Coupling azo-dye. Fast Blue BB salt (Sigma F-0250). Store in freezer.
Counterstain. Neutral red, 0.02% aqueous solution
Fix freshly made air-dried blood films for 30 s in cold 4% formalin methanol.
Rinse with tap water and air dry.
Prepare working substrate solution by allowing 40 ml of stock substrate solution to warm to room temperature. Add 24 mg of Fast Blue BB and mix thoroughly until dissolved. Incubate slides for 15 min.
Wash in tap water and air dry.
Counterstain for 3 min in 0.02% aqueous neutral red, rinse briefly and air dry.

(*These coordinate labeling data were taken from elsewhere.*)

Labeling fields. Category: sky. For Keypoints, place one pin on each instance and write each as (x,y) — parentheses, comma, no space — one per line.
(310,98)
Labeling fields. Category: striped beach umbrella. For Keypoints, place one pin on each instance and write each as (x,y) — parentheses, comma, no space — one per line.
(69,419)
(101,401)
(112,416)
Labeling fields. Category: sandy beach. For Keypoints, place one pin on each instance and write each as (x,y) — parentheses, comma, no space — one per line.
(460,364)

N,N-dimethylformamide may dissolve some types of plastic; therefore a glass tube should be used to dissolve the substrate. Blood films should be made soon after blood collection, preferably within 30 min because neutrophil alkaline phosphatase (NAP) activity decreases rapidly in EDTA-anticoagulated blood. Once spread, the blood film should be stained within 6 h. A control film with a predictably high score (e.g. from a patient with reactive neutrophilia or from a pregnant woman) should be processed together with the patient film. The technical aspects of blood film preparation and the effects of fixation on NAP activity are discussed by Kaplow.

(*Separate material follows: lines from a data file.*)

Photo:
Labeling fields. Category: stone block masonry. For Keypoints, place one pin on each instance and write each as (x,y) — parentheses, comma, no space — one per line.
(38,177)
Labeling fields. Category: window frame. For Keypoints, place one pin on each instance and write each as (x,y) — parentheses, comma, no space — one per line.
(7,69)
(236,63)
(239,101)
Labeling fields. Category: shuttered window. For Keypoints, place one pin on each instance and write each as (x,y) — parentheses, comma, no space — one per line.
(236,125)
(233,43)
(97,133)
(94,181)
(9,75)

Results and interpretation
The reaction product is blue and granular. The intensity of reaction product in neutrophils varies from negative to strongly positive, with coarse granules filling the cytoplasm and overlying the nucleus ( Fig. 15-8 ). An overall score is obtained by assessing the stain intensity in 100 consecutive neutrophils, with each neutrophil scored on a scale of 0–4 as follows:
0 – Negative, no granules
1 – Occasional granules scattered in the cytoplasm
2 – Moderate numbers of granules
3 – Numerous granules
4 – Heavy positivity with numerous coarse granules crowding the cytoplasm, frequently overlying the nucleus.